Is College a Rotten Investment?
Why student loans are not like subprime mortgages.
A house is an investment vehicle much more like silver or stock shares than it is like a degree. It can be readily bought and sold. Americans had a housing bubble not just because they bought more homes, but because they speculated on homes, snatching them up, fixing them up, and pushing them back onto the overheated market. The asset-price bubble burst when people started defaulting and stopped buying.
No such market for college degrees exists: You cannot trade your University of Phoenix B.A. for a Yale degree when you start making the big money. In the words of Kevin Carey of the think tank Education Sector, "College degrees have value. ... But they have no inherent worth. They are secondhand testimony of something valuable—the knowledge and skills associated with a unique person."
A diploma is a polymorphous investment. It is a guarantor of higher lifetime earnings: The "college wage premium" for highly educated workers is in the tens of thousands of dollars per year. It is also an insurance policy against unemployment, a signaling device to employers and peers, a prestige line for your resume or New York Times wedding announcement, and a place to make friends and connections. Most importantly, it is a way to learn new skills and information.
It could be that Thiel is right, that college students, en masse, are overpaying for their educations. But it seems more likely that some college students attending certain types of schools are overpaying. If you want to be an aerospace engineer and have the chops to get into Caltech, the quality of the education, contacts, and fellow students on offer might really be worth $200,000 to you. A diploma from the school practically guarantees a good salary.

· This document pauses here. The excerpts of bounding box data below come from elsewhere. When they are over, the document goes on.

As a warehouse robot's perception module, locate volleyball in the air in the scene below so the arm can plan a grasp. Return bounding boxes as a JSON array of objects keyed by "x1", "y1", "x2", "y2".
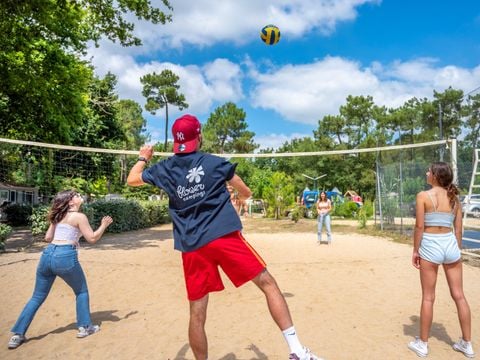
[{"x1": 260, "y1": 24, "x2": 280, "y2": 45}]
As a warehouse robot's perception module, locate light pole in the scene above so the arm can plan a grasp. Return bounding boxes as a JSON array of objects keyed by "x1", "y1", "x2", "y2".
[
  {"x1": 302, "y1": 174, "x2": 327, "y2": 190},
  {"x1": 438, "y1": 86, "x2": 480, "y2": 161}
]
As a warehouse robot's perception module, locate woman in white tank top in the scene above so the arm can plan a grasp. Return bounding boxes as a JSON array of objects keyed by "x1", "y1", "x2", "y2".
[
  {"x1": 8, "y1": 190, "x2": 113, "y2": 349},
  {"x1": 316, "y1": 191, "x2": 332, "y2": 245},
  {"x1": 408, "y1": 162, "x2": 475, "y2": 357}
]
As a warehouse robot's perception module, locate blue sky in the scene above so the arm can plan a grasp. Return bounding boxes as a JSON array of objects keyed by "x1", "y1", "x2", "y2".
[{"x1": 88, "y1": 0, "x2": 480, "y2": 148}]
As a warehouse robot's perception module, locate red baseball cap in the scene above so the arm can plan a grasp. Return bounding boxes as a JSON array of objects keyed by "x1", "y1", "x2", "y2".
[{"x1": 172, "y1": 114, "x2": 202, "y2": 154}]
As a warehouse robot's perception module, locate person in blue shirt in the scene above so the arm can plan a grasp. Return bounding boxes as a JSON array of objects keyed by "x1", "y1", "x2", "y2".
[{"x1": 127, "y1": 114, "x2": 318, "y2": 360}]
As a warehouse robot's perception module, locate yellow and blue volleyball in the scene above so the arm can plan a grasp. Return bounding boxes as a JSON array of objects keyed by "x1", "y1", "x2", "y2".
[{"x1": 260, "y1": 24, "x2": 280, "y2": 45}]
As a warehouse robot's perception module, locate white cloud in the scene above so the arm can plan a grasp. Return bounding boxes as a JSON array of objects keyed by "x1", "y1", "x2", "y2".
[
  {"x1": 255, "y1": 133, "x2": 312, "y2": 151},
  {"x1": 250, "y1": 57, "x2": 480, "y2": 125},
  {"x1": 126, "y1": 0, "x2": 381, "y2": 50}
]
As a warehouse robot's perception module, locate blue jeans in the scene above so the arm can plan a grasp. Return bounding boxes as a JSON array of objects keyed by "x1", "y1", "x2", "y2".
[
  {"x1": 12, "y1": 244, "x2": 92, "y2": 335},
  {"x1": 317, "y1": 214, "x2": 332, "y2": 242}
]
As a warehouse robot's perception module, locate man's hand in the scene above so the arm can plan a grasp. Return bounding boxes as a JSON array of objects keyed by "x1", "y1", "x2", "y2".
[{"x1": 127, "y1": 145, "x2": 153, "y2": 186}]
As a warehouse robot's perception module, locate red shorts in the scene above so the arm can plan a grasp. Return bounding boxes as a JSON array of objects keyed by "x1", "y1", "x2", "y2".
[{"x1": 182, "y1": 231, "x2": 266, "y2": 301}]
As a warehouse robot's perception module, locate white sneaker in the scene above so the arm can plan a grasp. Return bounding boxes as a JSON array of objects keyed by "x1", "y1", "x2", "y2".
[
  {"x1": 77, "y1": 325, "x2": 100, "y2": 338},
  {"x1": 288, "y1": 346, "x2": 323, "y2": 360},
  {"x1": 8, "y1": 334, "x2": 26, "y2": 349},
  {"x1": 452, "y1": 338, "x2": 475, "y2": 358},
  {"x1": 408, "y1": 336, "x2": 428, "y2": 357}
]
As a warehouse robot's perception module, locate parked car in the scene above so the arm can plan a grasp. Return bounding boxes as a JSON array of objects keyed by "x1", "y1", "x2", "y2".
[{"x1": 462, "y1": 194, "x2": 480, "y2": 218}]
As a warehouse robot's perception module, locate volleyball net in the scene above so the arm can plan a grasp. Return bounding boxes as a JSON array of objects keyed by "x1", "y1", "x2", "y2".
[{"x1": 0, "y1": 138, "x2": 472, "y2": 242}]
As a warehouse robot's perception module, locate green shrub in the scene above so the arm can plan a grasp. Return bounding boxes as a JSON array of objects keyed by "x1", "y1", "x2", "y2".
[
  {"x1": 289, "y1": 204, "x2": 306, "y2": 223},
  {"x1": 30, "y1": 205, "x2": 50, "y2": 235},
  {"x1": 140, "y1": 201, "x2": 170, "y2": 227},
  {"x1": 83, "y1": 199, "x2": 146, "y2": 233},
  {"x1": 0, "y1": 224, "x2": 12, "y2": 250},
  {"x1": 3, "y1": 204, "x2": 32, "y2": 226}
]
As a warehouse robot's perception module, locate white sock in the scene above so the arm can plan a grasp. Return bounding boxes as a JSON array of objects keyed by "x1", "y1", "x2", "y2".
[{"x1": 282, "y1": 326, "x2": 304, "y2": 355}]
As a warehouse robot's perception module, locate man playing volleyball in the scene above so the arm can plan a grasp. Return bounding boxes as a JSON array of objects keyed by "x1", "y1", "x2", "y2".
[{"x1": 127, "y1": 115, "x2": 318, "y2": 360}]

That is not true for many other institutions—particularly not for online, for-profit schools, the worst of which egregiously overcharge for worthless degrees. (The Washington Post Co., which owns Slate, also owns Kaplan, a for-profit higher education company.) But that marketplace is rapidly changing. The federal government is cracking down. Share prices for such companies have plummeted. Students have gotten savvier. Low-cost, high-quality competitors have entered the market. It might take some time. But tuition should drop too.
But what of the loan bubble, the outstanding pool of nearly $1 trillion in debt students have racked up paying those spiraling tuitions? It is worrisome, but mostly for the individuals on the hook for ballooning payments, not for the whole financial system, as with mortgage-backed debt.
For better or worse, students cannot discharge college loans through bankruptcy. (They can, of course, go belly up on their mortgages, credit cards, and other commitments.) Default rates are rising, but the government backstops against many losses and often actively pursues debtors. Plus, the pile of student-loan debt seems enormous. But in comparison with housing, it is peanuts. There is about $1 trillion in outstanding student-loan debt, versus $10 trillion in residential-mortgage debt. It seems unlikely it could trigger any kind of economy-wide crunch.
So, the broad question of whether a college degree is overpriced remains, particularly since many high-priced colleges seem incapable of competing for students on price and since wages have stagnated for so many sectors of the economy. But for now, nobody needs to beware a bubble.
Annie Lowrey, formerly Slate’s Moneybox columnist, is economic policy reporter for the New York Times.